A component inside the X-13 blower assembly motor was bad. The technician told me Tempstar has had a lot of problems with the X-13 motor and he has replaced a lot of them. 

AC is now up and running without shutting off every 20 seconds as it did before.


----------



## Patrick Eubanks (Oct 6, 2011)

*x-13*

Its not just tempstar having trouble with the x-13.


----------



## birdbirdbird (Feb 11, 2016)

*Replace the module.*

Through the help of my HVAC buddy, my dad via telephone we figured out this problem is cause by the module at the back of the X13. Just two bolts and one connector it comes right off the motor. It was 200 for the module and 600 plus to replace the whole motor. Once I got the part took me about 30 min to replace. My replacement part number was Hk44ER155 my motor was 1/2 HP.


----------



## beenthere (Oct 11, 2008)

birdbirdbird said:


> Through the help of my HVAC buddy, my dad via telephone we figured out this problem is cause by the module at the back of the X13. Just two bolts and one connector it comes right off the motor. It was 200 for the module and 600 plus to replace the whole motor. Once I got the part took me about 30 min to replace. My replacement part number was Hk44ER155 my motor was 1/2 HP.
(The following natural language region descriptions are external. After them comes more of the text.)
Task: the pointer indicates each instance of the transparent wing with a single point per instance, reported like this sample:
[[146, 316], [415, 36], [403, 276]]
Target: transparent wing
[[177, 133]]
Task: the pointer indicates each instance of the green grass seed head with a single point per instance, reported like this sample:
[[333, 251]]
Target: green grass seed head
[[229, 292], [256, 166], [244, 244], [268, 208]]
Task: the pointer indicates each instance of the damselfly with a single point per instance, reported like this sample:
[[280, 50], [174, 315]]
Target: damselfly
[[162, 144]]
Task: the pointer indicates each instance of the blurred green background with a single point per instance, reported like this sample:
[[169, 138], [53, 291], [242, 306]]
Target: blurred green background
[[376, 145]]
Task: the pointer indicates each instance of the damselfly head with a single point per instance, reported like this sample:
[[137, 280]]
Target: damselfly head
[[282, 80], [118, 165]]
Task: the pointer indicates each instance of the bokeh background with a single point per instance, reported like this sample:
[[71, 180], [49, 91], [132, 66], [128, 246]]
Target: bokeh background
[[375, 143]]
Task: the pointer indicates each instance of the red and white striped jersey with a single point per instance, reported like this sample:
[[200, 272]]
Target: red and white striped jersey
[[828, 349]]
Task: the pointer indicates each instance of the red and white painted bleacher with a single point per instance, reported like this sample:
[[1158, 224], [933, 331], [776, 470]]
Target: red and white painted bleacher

An X13 motor doesn't have a replaceable module. Only VS ECM motors have a replaceable module. X13 and VS ECMs are not the same thing.

X13, constant torque motor.
VS ECM, constant CFM motor.


----------



## supers05 (May 23, 2015)

birdbirdbird said:


> Through the help of my HVAC buddy, my dad via telephone we figured out this problem is cause by the module at the back of the X13. Just two bolts and one connector it comes right off the motor. It was 200 for the module and 600 plus to replace the whole motor. Once I got the part took me about 30 min to replace. My replacement part number was Hk44ER155 my motor was 1/2 HP.


Not bad Pricing for retail. Glad that you figured it out. 

I'm fairly sure the x13 was a sealed package, but many ECMs do have a separate sealed control module at the back. 2 bolts hold the shell together, a few screws/plastic clips and wires hold it together. 

Cheers!


----------



## birdbirdbird (Feb 11, 2016)

Here is the front and back of the module. It says its an X13 but also says an ECM motor. It was having the same issue ramping up then down.


----------